Szukasz najlepszej strony do sprawdzania pogody? Porównujemy popularne serwisy – od klasycznego AccuWeather, przez lubianą "norweską pogodę" po witryny instytutów meteorologicznych. Sprawdź, który serwis naprawdę warto dodać do zakładek.

Pogoda bywa kapryśna, a prognozy – jeszcze bardziej. Mimo to codziennie miliony ludzi wpisują w Google pytanie: „czy będzie dziś padać?”. Niektórzy korzystają z domyślnej aplikacji w telefonie, inni wolą specjalistyczne strony. Które rozwiązanie działa najlepiej? Trudno powiedzieć. Wybraliśmy jednak kilka witryn, które cieszą się największą popularnością i dobrymi opiniami.

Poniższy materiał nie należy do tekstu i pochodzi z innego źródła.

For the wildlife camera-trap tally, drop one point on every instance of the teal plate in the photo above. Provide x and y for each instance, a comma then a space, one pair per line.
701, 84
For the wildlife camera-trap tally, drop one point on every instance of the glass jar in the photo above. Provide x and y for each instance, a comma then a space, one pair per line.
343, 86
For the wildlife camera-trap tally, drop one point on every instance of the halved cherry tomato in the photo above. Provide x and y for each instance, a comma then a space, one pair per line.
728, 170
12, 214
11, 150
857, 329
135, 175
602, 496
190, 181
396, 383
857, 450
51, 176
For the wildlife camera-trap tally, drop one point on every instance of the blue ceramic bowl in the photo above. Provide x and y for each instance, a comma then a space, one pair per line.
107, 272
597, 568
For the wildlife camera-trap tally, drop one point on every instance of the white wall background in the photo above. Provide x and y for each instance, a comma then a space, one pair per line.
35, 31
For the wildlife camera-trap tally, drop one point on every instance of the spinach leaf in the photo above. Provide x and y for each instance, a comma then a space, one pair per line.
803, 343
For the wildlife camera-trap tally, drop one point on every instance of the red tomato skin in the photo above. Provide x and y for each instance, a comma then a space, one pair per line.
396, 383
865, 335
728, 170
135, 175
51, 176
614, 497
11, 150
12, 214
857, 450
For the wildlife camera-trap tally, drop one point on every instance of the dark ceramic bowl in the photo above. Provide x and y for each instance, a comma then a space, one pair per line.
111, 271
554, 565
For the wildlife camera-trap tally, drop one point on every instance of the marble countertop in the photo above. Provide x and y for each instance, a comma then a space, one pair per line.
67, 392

AccuWeather – znane i lubiane
Na początek AccuWeather – jeden z najbardziej rozpoznawalnych serwisów pogodowych na świecie. Działa od lat i oferuje bardzo szeroki zakres danych – od prognozy godzinowej, przez indeks UV, aż po tzw. RealFeel. Brzmi jak marketingowy slogan, ale rozwiązanie bywa przydatne, gdy temperatura na termometrze nijak się ma do tego, co odczuwamy wychodząc z domu. Minusy? Interfejs bywa przeładowany, szczególnie na desktopie. Do tego dochodzą reklamy i momentami zbyt optymistyczne prognozy.
Windy – dla tych, którzy lubią wiedzieć więcej
Jeśli lubisz mapy i chcesz mieć podgląd na żywo na to, co dzieje się z wiatrem, chmurami czy opadami – Windy powinno Ci się spodobać. Działa w czasie rzeczywistym, oferuje różne modele prognoz i pozwala analizować pogodę na nieco bardziej zaawansowanym poziomie. Może na pierwszy rzut oka odstrasza, ale wystarczy chwila, by poczuć się jak profesjonalny meteorolog.
Meteo.pl (ICM) – kiedy liczy się dokładność
Polska perełka wśród stron pogodowych. Prognozy są tutaj oparte o modele numeryczne. Interfejs jest, delikatnie mówiąc, surowy, ale mamy tu do czynienia z precyzyjnymi danymi. To strona dla tych, którzy wolą konkrety niż chmurki i słonka z uśmiechniętą buzią.
IMGW Meteo – oficjalne dane z instytutu
Witryna meteo.imgw.pl należy do Instytutu Meteorologii i Gospodarki Wodnej. Jeśli chcesz twardych danych z pomiarów i ostrzeżeń meteo, to jedno z pewniejszych miejsc. Interfejs jest prosty, wręcz ascetyczny, ale można tu znaleźć m.in. dane radarowe, ostrzeżenia hydrologiczne i bieżące pomiary. Dobry punkt odniesienia, gdy inne serwisy pokazują sprzeczne informacje.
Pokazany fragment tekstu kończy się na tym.